I drove past a couple old alignments in Putnam County — one little one around the town of Bainbridge, and a larger, more interesting one that I knew I couldn’t find without my forgotten map. But I had spent more time on the trip than I planned and was growing tired, so it was just as well. I knew I’d revisit US 36 another day and explore it thoroughly.
When US 36 enters Danville in Hendricks County, it becomes a major artery and loses all of its charm. When I visit friends in this area, I usually ask about back roads to their houses so I can avoid US 36, which gets mighty congested. US 36 was rerouted and widened to four lanes on the east side of Danville. This map shows both alignments where they split as you head east out of Danville, and where they rejoin again west of the town of Avon.
I was pooped, so I made just a couple quick photos at either end.

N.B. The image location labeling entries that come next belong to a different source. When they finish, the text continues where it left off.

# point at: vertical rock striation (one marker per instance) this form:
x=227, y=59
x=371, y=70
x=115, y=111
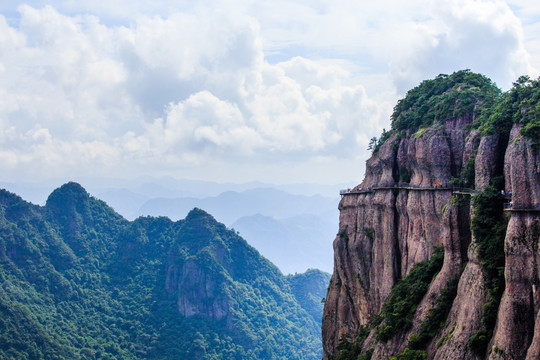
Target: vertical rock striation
x=405, y=208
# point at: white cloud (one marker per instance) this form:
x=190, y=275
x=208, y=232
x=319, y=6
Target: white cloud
x=92, y=86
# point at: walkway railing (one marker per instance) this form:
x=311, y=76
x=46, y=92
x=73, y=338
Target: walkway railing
x=375, y=187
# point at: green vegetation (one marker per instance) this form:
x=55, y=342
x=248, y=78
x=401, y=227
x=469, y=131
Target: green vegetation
x=466, y=177
x=461, y=94
x=375, y=144
x=489, y=228
x=80, y=282
x=352, y=350
x=397, y=312
x=409, y=354
x=436, y=316
x=519, y=105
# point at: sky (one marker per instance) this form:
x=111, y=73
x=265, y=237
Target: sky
x=233, y=91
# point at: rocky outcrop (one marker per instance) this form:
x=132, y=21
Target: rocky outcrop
x=198, y=292
x=403, y=210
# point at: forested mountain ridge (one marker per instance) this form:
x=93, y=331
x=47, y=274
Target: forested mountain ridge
x=80, y=282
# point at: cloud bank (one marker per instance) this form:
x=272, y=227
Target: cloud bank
x=240, y=91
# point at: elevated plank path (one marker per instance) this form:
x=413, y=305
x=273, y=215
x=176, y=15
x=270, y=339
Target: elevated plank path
x=455, y=190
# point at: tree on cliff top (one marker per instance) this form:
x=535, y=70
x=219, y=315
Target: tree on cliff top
x=519, y=105
x=461, y=94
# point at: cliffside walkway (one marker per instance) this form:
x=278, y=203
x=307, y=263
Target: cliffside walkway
x=455, y=190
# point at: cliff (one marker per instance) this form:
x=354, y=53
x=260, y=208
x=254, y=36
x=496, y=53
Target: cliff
x=437, y=180
x=80, y=282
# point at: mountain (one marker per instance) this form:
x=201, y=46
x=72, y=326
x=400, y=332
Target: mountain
x=229, y=206
x=436, y=255
x=81, y=282
x=292, y=244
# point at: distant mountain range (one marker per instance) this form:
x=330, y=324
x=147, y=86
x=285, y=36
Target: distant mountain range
x=297, y=216
x=81, y=282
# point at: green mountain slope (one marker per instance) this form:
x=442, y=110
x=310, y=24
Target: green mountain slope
x=80, y=282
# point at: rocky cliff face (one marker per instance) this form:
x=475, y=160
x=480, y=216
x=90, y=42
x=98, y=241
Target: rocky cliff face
x=403, y=210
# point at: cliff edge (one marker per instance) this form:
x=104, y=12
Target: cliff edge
x=437, y=251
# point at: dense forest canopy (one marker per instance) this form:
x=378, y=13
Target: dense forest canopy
x=465, y=94
x=81, y=282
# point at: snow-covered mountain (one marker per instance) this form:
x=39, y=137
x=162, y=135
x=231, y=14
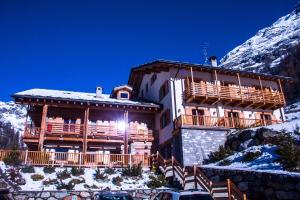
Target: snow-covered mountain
x=13, y=114
x=268, y=47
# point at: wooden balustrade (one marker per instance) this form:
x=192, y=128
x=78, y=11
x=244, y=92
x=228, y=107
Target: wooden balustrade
x=244, y=96
x=94, y=131
x=89, y=159
x=221, y=122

Here’s the west end, where old US 36 (Main St.) splits from current US 36.
Here’s what east emd looks like. Now that I think of it, I should have driven back up to where old 36 curves south and taken a photo showing how old 36 and current 36 line up.
This photo, taken in Avon, is typical of any drive I’ve made, day or night, along US 36 in Avon. I am always looking at someone else’s exhaust pipe. It seems like I never quite make it to the speed limit, either. It seems like most things in Avon dump out onto US 36. What’s the charm of living in Avon if every trip involves slow-moving traffic on the town’s only artery?
After I made this trip, I learned that US 36’s original 1927 route began in Downtown Indianapolis and headed west from there. Another day I’ll make a proper US 36 trip, starting at Downtown, driving all the old alignments I can find, and ending no sooner than the Illinois border.
I headed home from here, tired but satisfied from a day’s exploration.